The effect of dry demineralized whey (DDW) and coconut oil on the rheological characteristics of the legume butter
Keywords:legume butter, dry whey powder, bean, rheological properties, modeling
This article reveals the possibility of using legume butter to obtain a new combined product of increased quality. The technology of model compositions of finishing semi-finished products, in particular, confectionery legume butter with DDW, has been developed. The results of a study on optimizing the recipe composition of finishing semi-finished products made it possible to develop this technology of multifunctional confectionery butter with the desired (specified) organoleptic and structural and mechanical properties.

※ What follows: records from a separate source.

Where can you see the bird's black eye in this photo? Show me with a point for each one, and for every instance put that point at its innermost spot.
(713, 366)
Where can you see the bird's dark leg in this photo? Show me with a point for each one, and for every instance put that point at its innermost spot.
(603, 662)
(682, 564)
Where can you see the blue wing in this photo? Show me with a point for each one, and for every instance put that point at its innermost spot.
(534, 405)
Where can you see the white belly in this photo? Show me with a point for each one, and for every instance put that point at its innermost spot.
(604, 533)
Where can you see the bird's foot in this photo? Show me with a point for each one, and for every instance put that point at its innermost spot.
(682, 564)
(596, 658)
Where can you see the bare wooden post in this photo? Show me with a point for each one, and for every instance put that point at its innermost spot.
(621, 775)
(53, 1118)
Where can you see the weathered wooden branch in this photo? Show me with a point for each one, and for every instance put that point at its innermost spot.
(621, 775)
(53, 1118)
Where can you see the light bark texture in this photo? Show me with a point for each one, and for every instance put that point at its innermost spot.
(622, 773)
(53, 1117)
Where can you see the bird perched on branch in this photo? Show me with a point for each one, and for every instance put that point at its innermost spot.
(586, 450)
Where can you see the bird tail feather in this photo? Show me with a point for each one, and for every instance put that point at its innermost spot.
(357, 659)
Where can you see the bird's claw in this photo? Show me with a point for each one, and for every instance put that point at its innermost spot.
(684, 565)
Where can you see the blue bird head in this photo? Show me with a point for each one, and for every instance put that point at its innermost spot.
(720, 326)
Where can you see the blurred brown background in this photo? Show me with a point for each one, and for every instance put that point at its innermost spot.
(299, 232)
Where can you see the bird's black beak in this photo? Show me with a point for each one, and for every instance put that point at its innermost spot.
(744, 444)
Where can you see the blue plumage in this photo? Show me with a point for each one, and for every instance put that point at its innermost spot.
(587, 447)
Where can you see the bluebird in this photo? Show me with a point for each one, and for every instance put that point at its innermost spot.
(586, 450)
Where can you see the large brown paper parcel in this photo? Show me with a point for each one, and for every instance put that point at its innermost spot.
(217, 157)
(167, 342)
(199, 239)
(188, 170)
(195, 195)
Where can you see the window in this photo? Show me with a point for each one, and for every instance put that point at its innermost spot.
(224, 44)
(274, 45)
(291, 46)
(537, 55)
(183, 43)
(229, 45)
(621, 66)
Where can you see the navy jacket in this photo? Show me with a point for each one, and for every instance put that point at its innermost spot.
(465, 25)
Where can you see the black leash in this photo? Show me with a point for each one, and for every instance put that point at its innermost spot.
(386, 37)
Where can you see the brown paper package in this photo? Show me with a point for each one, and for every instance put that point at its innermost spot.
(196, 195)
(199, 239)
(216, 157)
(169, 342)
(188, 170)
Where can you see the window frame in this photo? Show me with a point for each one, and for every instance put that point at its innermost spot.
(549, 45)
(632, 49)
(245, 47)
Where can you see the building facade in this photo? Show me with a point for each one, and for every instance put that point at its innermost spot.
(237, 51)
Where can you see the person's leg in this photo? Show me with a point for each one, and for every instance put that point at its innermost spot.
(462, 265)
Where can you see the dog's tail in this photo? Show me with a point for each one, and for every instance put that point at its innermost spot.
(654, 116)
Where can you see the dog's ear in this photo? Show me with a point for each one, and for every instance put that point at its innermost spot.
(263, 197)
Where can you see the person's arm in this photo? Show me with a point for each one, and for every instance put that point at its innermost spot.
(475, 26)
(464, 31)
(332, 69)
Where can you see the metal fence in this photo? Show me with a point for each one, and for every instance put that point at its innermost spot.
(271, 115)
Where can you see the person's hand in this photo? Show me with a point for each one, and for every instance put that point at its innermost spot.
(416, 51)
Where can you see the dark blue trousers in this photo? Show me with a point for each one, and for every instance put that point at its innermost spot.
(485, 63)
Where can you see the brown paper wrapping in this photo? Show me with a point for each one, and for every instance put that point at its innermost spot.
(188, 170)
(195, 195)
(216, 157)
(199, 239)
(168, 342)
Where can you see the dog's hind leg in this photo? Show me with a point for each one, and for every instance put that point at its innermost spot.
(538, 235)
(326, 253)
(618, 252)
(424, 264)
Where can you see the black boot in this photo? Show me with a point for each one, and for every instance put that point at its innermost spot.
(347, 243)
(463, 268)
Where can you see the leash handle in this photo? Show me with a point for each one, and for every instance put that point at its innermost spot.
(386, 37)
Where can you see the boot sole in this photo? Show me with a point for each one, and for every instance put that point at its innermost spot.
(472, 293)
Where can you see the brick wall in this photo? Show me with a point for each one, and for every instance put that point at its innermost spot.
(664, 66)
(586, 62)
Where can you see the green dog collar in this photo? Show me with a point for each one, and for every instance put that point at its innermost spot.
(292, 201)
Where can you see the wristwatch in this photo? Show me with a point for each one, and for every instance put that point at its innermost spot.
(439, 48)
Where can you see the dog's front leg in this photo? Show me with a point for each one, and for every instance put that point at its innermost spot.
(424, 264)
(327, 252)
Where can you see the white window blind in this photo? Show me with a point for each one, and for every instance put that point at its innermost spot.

The analysis of the formation of the structure of legume butter of oppositely directed processes in the enzymatic destruction of the residual cellular structure and spontaneous aggregation of protein particles into the spatial structure due to gradual dehydration of the system was carried out. It is noted that sugar plays the role of a plasticizer, reducing the rate of gelatinization of starch while reducing the viscosity peak. The use of dry demineralized whey (DDW) in legume butter technologies contributes to the formation of a stronger structure of the protein component and the development of a spatial structure, which gives it certain structural and mechanical properties. Three main directions of technological use of confectionery butter were established, which are based on structural characteristics of consistency: 1 – confectionery butter used to cover confectionery products and as a layer for them (CP – Confectionery Products), where the main indicator of consistency is extensibility; 2 – confectionery butter used for making flowers, as a decorative element for flour confectionery (SC – Sugar Confectionery)), where the main indicator of consistency is an equivalent ratio of extensibility and forming ability; 3 – confectionery butter used for modeling shaped products, as a decorative element for flour confectionery products, where the main indicator of consistency is the forming ability. The results of studies of the rheological characteristics of legume butter with dry demineralized whey (DDW) and coconut oil are presented. It was ascertained that DDW and coconut oil lead to changes in the state of legume butter, changing the values of rheological characteristics. The rational content of DDW and coconut oil in the composition of legume butter while ensuring high functional and technological properties was proved. The optimal ratios of components of the developed legume butter were mathematically grounded.